Siegfried walks through his past and suddenly changes into his younger self again for the film’s final sequence. As he reads Wilfred Owen’s “Disabled,” he stares at a young soldier whom the poem could describe. Davies dramatizes scenes from the poem’s past, perhaps a young man in a wheelchair’s memories or dreams. It’s the longest look Davies offers at the kind of peace World War I disrupted, almost taunting in its blissfulness. Upon the poem’s conclusion, Sassoon begins to sob as Ralph Vaughan Williams’ “Fantasia on a Theme by Thomas Tallis” swells.
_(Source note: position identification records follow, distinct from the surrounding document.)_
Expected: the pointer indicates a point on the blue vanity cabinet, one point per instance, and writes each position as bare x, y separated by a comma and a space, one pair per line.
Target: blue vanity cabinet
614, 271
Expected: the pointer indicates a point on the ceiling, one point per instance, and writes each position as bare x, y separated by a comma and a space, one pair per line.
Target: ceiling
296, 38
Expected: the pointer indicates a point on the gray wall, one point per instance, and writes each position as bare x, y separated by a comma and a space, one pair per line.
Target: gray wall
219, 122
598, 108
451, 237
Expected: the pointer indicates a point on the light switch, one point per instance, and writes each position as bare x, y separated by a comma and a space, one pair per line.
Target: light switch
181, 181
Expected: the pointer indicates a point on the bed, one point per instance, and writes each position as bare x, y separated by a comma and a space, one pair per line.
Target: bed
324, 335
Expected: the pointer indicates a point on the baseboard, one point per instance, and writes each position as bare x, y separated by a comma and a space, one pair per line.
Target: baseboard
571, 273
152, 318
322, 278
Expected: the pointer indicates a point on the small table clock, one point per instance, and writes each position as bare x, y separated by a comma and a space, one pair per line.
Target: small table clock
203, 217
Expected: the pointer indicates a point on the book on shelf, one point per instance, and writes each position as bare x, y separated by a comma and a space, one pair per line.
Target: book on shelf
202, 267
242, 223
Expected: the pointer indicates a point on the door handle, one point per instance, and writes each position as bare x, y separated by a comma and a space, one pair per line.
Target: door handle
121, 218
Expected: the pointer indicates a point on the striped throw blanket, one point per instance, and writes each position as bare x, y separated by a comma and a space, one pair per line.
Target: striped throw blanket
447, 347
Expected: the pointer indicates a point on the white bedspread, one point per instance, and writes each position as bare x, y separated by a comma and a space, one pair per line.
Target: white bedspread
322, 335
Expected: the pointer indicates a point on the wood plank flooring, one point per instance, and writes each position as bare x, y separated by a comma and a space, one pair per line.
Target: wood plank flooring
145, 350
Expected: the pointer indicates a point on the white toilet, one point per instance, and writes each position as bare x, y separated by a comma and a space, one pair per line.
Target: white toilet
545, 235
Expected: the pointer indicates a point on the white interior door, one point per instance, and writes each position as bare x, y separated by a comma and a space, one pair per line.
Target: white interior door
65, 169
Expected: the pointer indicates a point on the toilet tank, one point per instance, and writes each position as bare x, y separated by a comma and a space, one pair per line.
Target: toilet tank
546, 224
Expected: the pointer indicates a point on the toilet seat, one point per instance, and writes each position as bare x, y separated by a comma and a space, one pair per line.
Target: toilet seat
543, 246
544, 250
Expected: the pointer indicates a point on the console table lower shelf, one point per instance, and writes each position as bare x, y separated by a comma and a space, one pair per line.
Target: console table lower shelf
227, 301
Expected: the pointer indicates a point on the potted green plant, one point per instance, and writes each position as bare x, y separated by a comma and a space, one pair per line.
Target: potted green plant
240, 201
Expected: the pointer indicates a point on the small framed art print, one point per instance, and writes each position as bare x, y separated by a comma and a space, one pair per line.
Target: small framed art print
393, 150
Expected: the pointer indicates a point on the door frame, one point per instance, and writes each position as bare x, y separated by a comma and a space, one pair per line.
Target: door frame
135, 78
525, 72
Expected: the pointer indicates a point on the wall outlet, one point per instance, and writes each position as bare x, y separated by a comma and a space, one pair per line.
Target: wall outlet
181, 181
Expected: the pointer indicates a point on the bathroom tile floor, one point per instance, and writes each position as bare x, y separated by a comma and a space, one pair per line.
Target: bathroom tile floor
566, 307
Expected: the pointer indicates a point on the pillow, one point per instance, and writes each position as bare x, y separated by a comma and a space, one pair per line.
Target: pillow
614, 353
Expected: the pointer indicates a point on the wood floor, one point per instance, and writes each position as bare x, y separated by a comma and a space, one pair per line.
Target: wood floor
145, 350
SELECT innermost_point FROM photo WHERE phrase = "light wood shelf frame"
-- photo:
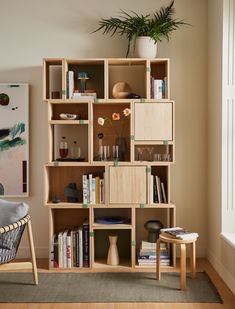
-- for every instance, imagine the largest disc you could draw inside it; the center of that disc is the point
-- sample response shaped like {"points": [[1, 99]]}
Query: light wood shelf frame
{"points": [[143, 68]]}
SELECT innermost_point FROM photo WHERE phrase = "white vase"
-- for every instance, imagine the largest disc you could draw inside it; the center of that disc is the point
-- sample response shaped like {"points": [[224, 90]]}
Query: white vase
{"points": [[113, 257], [145, 47]]}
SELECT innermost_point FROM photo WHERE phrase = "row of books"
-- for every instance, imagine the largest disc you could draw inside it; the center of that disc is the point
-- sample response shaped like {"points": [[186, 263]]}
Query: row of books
{"points": [[158, 88], [93, 189], [179, 233], [148, 256], [70, 248], [157, 190]]}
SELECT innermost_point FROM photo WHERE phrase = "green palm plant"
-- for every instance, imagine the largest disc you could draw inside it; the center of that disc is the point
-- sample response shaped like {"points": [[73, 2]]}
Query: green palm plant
{"points": [[157, 26]]}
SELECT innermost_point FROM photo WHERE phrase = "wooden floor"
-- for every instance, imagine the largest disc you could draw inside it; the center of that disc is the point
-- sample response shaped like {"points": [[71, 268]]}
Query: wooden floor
{"points": [[202, 265]]}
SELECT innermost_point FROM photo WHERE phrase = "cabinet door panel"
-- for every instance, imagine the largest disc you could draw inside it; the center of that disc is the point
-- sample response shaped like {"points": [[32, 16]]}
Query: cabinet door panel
{"points": [[153, 121], [128, 184]]}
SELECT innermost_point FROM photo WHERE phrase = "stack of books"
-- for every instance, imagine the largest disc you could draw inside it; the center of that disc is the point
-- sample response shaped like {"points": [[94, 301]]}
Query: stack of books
{"points": [[147, 255], [70, 248], [179, 233]]}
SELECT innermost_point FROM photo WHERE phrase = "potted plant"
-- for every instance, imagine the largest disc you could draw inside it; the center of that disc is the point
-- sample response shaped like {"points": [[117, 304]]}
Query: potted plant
{"points": [[143, 29]]}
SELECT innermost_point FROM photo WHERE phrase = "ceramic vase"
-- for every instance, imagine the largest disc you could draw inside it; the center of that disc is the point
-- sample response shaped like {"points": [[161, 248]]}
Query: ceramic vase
{"points": [[122, 148], [113, 257], [145, 47]]}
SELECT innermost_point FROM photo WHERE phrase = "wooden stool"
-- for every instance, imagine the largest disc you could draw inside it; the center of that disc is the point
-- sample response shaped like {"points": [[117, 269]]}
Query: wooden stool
{"points": [[182, 244]]}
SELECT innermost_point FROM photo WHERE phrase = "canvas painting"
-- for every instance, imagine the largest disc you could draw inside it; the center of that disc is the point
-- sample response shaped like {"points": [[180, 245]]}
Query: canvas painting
{"points": [[14, 139]]}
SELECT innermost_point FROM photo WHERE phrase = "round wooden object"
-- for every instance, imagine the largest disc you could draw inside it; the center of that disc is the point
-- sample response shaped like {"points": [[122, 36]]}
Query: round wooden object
{"points": [[121, 90]]}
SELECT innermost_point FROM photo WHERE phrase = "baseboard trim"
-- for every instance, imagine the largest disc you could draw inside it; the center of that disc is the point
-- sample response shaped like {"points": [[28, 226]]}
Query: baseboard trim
{"points": [[222, 271]]}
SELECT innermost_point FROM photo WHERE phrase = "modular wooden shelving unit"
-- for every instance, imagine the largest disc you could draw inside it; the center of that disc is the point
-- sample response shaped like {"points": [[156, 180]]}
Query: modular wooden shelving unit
{"points": [[127, 183]]}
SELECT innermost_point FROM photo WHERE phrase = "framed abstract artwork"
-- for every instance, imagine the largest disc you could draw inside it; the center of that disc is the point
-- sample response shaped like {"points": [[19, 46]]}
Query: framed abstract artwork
{"points": [[14, 139]]}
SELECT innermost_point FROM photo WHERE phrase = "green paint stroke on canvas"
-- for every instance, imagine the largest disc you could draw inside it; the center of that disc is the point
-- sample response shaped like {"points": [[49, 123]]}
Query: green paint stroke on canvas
{"points": [[15, 139]]}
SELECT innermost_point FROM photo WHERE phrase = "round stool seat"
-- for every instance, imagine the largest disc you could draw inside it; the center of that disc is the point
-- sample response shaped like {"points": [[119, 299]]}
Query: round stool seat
{"points": [[182, 243]]}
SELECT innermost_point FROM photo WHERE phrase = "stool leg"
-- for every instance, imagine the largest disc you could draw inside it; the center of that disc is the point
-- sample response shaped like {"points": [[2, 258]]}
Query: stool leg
{"points": [[193, 259], [183, 266], [32, 252], [158, 260]]}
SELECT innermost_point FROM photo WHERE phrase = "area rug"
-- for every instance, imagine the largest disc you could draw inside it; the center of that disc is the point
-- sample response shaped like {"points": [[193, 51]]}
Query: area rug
{"points": [[105, 288]]}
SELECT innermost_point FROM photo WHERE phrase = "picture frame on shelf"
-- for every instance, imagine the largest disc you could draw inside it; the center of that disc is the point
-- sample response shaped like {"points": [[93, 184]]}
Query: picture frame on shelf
{"points": [[14, 139]]}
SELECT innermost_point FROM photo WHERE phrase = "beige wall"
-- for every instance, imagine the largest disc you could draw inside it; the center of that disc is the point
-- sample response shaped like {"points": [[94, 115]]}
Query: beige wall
{"points": [[220, 253], [32, 30]]}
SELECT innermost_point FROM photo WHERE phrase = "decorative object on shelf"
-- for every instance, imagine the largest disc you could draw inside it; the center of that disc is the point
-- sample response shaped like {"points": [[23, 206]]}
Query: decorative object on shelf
{"points": [[122, 148], [111, 220], [120, 136], [153, 227], [1, 189], [83, 76], [56, 200], [55, 95], [154, 26], [113, 257], [72, 193], [121, 90], [63, 149], [68, 116], [104, 152], [75, 151]]}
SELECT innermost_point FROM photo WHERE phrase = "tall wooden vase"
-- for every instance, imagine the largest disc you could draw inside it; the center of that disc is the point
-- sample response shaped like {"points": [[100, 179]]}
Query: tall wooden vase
{"points": [[113, 257]]}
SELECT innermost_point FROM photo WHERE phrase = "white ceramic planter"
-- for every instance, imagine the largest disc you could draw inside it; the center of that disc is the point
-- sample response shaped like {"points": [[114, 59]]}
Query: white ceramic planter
{"points": [[145, 47]]}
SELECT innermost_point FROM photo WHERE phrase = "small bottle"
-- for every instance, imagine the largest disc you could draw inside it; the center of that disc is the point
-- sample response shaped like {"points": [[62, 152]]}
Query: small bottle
{"points": [[75, 151], [63, 148]]}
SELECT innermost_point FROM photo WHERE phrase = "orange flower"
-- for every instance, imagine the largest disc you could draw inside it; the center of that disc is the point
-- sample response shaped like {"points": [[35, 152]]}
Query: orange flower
{"points": [[100, 121], [116, 116], [126, 112]]}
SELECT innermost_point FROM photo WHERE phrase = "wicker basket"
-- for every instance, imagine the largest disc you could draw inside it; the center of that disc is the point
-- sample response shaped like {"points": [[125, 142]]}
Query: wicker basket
{"points": [[10, 236]]}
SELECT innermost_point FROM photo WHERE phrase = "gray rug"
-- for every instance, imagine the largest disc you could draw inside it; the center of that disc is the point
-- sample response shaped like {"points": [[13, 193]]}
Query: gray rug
{"points": [[105, 287]]}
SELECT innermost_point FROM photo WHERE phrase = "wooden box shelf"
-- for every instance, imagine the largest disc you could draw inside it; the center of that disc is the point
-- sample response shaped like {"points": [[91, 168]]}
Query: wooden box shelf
{"points": [[101, 247], [59, 177], [111, 130], [95, 70], [114, 182], [129, 71]]}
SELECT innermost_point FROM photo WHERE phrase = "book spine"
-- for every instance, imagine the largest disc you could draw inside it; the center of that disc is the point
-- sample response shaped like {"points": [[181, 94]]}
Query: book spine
{"points": [[85, 245], [97, 190], [77, 263], [93, 191], [60, 250], [52, 253], [163, 193], [56, 261], [64, 249], [151, 189], [158, 189], [80, 247], [69, 252], [90, 188], [85, 189], [158, 89]]}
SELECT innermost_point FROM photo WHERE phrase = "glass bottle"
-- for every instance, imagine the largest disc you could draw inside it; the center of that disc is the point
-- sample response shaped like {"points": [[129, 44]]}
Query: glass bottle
{"points": [[63, 148], [75, 151]]}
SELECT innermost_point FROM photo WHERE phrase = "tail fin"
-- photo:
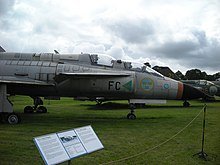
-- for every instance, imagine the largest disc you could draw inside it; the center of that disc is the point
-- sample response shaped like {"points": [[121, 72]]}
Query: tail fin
{"points": [[2, 50]]}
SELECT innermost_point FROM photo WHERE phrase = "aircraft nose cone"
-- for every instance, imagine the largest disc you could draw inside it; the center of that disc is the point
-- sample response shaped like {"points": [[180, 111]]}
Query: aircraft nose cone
{"points": [[190, 92]]}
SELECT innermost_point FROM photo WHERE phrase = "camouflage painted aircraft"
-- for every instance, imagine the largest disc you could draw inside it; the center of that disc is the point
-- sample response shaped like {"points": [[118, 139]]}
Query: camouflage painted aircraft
{"points": [[82, 75], [208, 87]]}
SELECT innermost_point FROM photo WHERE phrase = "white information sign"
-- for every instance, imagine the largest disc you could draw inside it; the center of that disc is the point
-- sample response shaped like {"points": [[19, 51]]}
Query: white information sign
{"points": [[51, 149], [89, 139], [64, 146], [72, 143]]}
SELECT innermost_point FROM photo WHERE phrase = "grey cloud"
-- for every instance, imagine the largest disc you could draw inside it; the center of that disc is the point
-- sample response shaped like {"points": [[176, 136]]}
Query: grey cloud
{"points": [[131, 31], [5, 6]]}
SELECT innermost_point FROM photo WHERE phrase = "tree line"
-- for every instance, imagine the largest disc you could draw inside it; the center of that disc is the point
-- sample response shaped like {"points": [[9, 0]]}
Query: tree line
{"points": [[196, 74]]}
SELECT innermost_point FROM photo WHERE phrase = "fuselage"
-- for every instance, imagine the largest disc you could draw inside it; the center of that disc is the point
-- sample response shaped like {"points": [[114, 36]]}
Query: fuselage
{"points": [[72, 75]]}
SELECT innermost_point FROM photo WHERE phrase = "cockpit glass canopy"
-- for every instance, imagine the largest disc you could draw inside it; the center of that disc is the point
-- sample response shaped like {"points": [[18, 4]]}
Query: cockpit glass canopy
{"points": [[106, 60], [102, 59], [137, 66]]}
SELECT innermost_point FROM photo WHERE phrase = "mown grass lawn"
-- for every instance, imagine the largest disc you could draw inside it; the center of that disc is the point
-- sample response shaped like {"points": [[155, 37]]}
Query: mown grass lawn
{"points": [[121, 138]]}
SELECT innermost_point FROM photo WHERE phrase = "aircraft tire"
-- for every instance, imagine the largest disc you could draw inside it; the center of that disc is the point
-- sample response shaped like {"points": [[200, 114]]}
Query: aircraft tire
{"points": [[186, 104], [28, 109], [131, 116], [13, 118], [41, 109]]}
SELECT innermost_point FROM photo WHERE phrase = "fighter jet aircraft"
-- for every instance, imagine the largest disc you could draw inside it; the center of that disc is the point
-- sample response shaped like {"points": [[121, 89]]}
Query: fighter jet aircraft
{"points": [[82, 75], [206, 86]]}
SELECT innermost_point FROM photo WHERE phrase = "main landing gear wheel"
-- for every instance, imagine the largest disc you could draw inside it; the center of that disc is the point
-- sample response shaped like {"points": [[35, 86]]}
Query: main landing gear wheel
{"points": [[28, 109], [131, 116], [186, 104], [41, 109], [13, 118], [37, 102]]}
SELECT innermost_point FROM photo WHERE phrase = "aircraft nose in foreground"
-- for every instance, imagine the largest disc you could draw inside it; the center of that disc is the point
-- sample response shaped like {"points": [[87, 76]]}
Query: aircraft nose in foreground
{"points": [[190, 92]]}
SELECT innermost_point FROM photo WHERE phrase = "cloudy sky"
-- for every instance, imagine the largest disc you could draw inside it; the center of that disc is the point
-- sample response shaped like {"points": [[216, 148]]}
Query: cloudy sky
{"points": [[180, 34]]}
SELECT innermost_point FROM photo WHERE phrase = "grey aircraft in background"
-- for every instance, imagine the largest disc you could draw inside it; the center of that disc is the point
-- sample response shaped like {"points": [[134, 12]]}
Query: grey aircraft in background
{"points": [[93, 76]]}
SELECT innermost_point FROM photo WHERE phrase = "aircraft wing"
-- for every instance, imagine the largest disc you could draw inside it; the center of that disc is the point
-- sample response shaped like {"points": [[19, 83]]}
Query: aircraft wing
{"points": [[21, 80], [62, 76], [91, 74]]}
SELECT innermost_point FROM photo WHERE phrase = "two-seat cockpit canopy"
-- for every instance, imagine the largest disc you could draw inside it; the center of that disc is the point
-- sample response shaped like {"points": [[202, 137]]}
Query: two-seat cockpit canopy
{"points": [[106, 60]]}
The protracted sequence suggests not only generational trauma but also the impossibility of personal or national redemption in the aftermath of such world-changing bloodshed.
While the sobbing Sassoon may have offered a fitting conclusion to Davies’ filmmaking career, Passing Time, his collaboration with Uruguayan composer Florencia Di Concilio for Film Fest Gent, constitutes an even more appropriate coda. Davies reads his own poem, dedicated to the memory of his sister Maisie, over a single shot taken near his home in Essex.
So if you let me know you’re there
In silence’s embrace
Breath a sigh and tell me so
For you are gone and not replaced.
Though the camera never moves, the image is far from static. Insects, leaves, and shadows dance as if blown by heavenly sighs, perhaps in answer to Davies’ pleas. Passing Time’s final fade to black feels fittingly like saying goodbye for now.
But echoes of your lovely self
Will bear us through life’s cruel stream
And if I am to join you there
Oh, what joy your face will bring!
Oh tell me now!
Oh tell me all!
For my poor heart with tears is ringed.
James Dowling, a manager of the Davies estate, and the Centre Pompidou produced Home! Home! (2024) as part of a posthumous retrospective last year. They called Passing Time an inspiration and recruited Simon Russell Beale to read a selection of Davies’ poems, but the superficially similar tribute only reminds viewers what they’ve lost. It’s just a faint echo of Terence Davies’ lovely self.